Personal information
- Born: 3 November 2007 (age 17)

Team information
- Disciplines: Track; Road;
- Role: Rider
- Rider type: Time Trial / All Rounder

Amateur team
- 2024-: Shibden Apex RT

Medal record
Women's track cycling
Representing Great Britain
World Junior Championships
| Gold medal – first place | 2025 Apeldoorn | Team pursuit |
European Junior Championships
| Gold medal – first place | 2025 Anadia | Team pursuit |

= Evie Smith =

British cyclist (born 2007)

Evie Smith (born 3 November 2007) is a British cyclist. She was a gold medalist at the 2025 UCI Junior Track Cycling World Championships and the European Junior Track Cycling Championships in 2025.

==Early life==
From Birchencliffe, Huddersfield, she studied at Greenhead College having previously been educated at Lindley Junior School and Rastrick High School in West Yorkshire.

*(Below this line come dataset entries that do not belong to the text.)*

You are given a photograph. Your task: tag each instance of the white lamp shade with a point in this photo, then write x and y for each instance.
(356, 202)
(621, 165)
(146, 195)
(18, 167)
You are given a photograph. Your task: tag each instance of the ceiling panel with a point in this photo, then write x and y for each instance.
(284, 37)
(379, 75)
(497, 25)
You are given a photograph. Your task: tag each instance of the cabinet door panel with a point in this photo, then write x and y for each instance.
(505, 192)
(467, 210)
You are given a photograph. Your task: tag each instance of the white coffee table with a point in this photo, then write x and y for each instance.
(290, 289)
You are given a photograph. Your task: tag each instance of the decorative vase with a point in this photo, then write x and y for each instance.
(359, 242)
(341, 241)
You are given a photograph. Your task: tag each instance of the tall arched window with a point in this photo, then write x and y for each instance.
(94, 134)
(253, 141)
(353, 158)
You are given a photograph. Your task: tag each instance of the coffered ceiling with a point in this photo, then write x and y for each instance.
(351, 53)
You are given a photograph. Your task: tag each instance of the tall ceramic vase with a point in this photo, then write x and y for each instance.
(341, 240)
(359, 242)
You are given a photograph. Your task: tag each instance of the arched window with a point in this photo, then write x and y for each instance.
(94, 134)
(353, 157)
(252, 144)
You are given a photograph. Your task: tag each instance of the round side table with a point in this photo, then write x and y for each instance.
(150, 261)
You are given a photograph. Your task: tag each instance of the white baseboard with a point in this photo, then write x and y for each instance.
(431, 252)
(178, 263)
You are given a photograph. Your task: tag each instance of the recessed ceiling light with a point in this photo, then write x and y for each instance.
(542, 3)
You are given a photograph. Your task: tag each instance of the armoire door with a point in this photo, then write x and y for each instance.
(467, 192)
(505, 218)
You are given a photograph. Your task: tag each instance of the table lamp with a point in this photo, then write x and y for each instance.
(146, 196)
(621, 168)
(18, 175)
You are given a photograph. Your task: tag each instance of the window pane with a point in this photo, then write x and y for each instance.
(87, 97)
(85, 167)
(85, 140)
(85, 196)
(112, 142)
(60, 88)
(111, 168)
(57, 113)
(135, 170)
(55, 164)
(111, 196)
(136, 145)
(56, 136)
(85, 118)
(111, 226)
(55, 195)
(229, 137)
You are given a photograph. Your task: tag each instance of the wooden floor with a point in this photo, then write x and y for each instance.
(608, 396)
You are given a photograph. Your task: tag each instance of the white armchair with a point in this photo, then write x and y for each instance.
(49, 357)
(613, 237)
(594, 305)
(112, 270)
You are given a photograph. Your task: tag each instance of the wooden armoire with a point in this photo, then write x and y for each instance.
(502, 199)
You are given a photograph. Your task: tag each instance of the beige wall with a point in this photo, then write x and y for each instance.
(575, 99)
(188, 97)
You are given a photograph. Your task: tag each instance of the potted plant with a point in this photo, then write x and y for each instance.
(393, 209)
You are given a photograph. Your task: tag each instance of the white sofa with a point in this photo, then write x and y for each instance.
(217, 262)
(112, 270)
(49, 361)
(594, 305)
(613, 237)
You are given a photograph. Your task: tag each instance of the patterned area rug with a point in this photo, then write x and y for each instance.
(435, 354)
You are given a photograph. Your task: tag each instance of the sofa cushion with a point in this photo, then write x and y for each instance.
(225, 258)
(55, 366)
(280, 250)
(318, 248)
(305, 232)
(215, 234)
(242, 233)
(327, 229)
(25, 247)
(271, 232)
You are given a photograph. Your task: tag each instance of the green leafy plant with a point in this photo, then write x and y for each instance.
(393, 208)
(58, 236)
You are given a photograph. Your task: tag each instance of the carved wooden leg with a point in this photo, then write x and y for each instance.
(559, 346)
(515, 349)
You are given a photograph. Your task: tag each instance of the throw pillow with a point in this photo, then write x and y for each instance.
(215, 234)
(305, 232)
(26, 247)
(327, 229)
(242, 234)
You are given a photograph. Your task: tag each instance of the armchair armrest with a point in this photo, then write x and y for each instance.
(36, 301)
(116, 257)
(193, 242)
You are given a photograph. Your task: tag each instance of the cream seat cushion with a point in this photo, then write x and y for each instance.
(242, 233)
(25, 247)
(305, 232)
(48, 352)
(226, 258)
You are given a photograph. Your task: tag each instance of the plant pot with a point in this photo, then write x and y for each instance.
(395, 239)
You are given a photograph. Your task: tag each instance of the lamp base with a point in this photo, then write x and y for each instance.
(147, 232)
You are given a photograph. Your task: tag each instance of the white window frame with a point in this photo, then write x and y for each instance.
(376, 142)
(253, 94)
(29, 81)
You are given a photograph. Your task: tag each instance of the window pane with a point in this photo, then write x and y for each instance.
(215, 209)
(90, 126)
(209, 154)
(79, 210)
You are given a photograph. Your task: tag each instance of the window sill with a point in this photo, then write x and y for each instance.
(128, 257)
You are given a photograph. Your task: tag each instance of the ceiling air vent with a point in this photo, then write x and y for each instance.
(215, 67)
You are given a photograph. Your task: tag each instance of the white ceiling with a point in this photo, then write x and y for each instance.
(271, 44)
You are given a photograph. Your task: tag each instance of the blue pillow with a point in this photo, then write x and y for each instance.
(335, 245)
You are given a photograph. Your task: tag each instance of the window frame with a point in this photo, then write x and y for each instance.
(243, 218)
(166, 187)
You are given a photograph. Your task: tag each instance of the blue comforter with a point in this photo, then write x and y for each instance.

She took up cycling before the age of 10 years-old when her parents took her to join Huddersfield Star Wheelers cycling club. She later went on to join Eastlands Sports Velo in Manchester.

==Career==
In 2024, she rode for Shibden Apex RT where her teammates included fellow British riders Cat Ferguson and Imogen Wolff.

She set a world junior track record and won the gold medal at the 2025 European Junior Championships in Portugal in the Team Pursuit alongside Erin Boothman, Abi Miller, Pheobe Taylor, and Arabella Blackburn, beating Italy in the final, and in doing so setting a junior world record with a time of 4:20:376.

She won the gold medal in the team pursuit with Boothman, Arabella Blackburn, Miller and Phoebe Taylor at the 2025 UCI Junior Track Cycling World Championships in Apeldoorn, Netherlands in August 2025.